Cuentan las lenguas que Santiago se mostró como un estimulante ejemplo de ‘aprovechamiento del tiempo’, porque todo pasó en diez o doce años poco más o menos, a partir de Pentecostés: Venirse a las ‘tres hispanias’, como refiere san Jerónimo: la Tarraconense, la Bética y la Lusitania, para ser «testigo hasta el fin de la tierra», y predicar aquella fe tan poco y malamente apreciada por los indígenas que, pasados los siglos, lo nombraron su Patrón; tener sobre un pilar, en Zaragoza, la aparición consoladora de María en carne mortal, mientras ella residía en Jerusalén, y quizá hasta en su propia casa familiar con la compañía de Salomé; regresar a Jerusalén con unos cuantos varones apostólicos provenientes del paganismo hispano, convertidos a la fe como primicias y fruto de la predicación; y ser martirizado en el año 44. Algunos afirmaron que la compañía de los rudos hispanos al volver, debió de causar extrañeza y asombro tanto entre los primeros cristianos –algo parecido había pasado en el caso de la conversión del pagano Cornelio por Pedro–, como entre los judíos al clasificarlos como gentiles, y se atrevieron a sugerir que quizá ese descontento generalizado en Jerusalén diera pie al murmullo de muchos y brindara a Herodes la oportunidad para que, envalentonado con el apoyo de la élite religiosa judía que siempre veía dificultades, herejía y otras cosas en la secta cristiana naciente y creciente, decidiera cortarle la cabeza en el año 44.

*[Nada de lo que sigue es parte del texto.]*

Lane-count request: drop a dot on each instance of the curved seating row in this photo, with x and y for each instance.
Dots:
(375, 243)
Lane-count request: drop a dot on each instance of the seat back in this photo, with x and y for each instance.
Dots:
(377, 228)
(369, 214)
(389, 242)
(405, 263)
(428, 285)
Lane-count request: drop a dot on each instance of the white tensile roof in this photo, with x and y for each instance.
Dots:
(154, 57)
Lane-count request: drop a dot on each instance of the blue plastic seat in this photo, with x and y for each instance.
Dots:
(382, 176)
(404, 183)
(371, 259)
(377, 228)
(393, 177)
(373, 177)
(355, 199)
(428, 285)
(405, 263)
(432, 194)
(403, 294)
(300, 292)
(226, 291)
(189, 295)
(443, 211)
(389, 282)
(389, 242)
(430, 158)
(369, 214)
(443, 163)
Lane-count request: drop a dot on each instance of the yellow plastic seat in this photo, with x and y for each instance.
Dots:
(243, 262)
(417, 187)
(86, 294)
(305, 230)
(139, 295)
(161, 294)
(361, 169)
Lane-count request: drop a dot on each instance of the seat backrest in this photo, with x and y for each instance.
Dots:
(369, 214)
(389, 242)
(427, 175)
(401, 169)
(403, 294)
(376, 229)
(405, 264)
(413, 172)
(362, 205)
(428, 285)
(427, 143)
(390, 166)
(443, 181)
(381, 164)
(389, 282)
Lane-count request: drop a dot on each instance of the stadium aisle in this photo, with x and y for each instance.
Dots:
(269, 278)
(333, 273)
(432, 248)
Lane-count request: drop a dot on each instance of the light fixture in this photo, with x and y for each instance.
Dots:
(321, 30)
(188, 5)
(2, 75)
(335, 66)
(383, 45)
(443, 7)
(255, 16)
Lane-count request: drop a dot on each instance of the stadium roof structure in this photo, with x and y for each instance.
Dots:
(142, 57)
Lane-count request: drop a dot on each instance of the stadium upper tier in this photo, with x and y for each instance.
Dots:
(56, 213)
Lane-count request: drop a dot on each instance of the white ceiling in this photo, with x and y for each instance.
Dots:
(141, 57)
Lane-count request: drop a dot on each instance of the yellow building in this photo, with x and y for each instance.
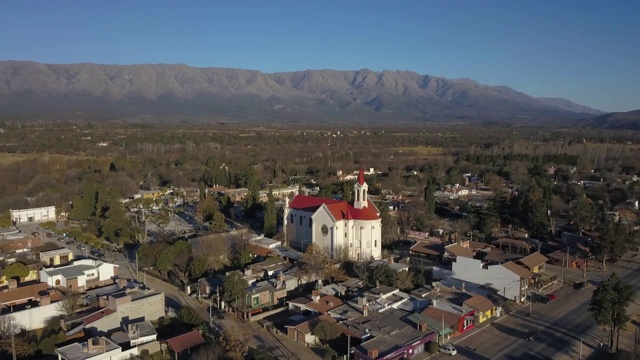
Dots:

El párrafo anterior no hay modo de demostrarlo; es legendario, por más que lo que he escrito sea posible, probable, verosímil, aceptable y creíble o los términos correspondientes en negativo, según el espíritu del lector, del investigador, del piadoso o del crítico. Y digo esto sin ningún tipo de apasionamiento, porque para ser un buen cristiano creyente y estimularse a la fe no le hacen falta a uno más que los milagros sobrenaturales que se encuentran en el Evangelio; y para ser español y sentirse enamorado de su patria, a fin de cuentas es suficiente –como principio– la nacionalidad española habida por derecho de nacencia o por cumplimento de los requerimientos legales requeridos por la autoridad competente, eso que a uno le da derecho al DNI. O sea, que ni uno pecaría, ni sería menos español, si negara lo legendario proveniente de la tradición con minúscula, o lo llamara mera ilusión, algo no-histórico, asunto hipotético, relato no demostrable, o afirmación increíble. Eso sí, tendría que hacerlo con mucho respeto a los que piensan de otro modo y, además, a fuer de honesto, debería estar dispuesto a dar una explicación razonable a lo que está en la base de los siglos de culto que vienen venerando a Santiago junto a su sepulcro donde echa raíces Europa; porque, sinceramente hablando, sería mucha arrogancia llamar fatuos, incultos o crédulos a quienes hasta hoy le dieron cumplimiento.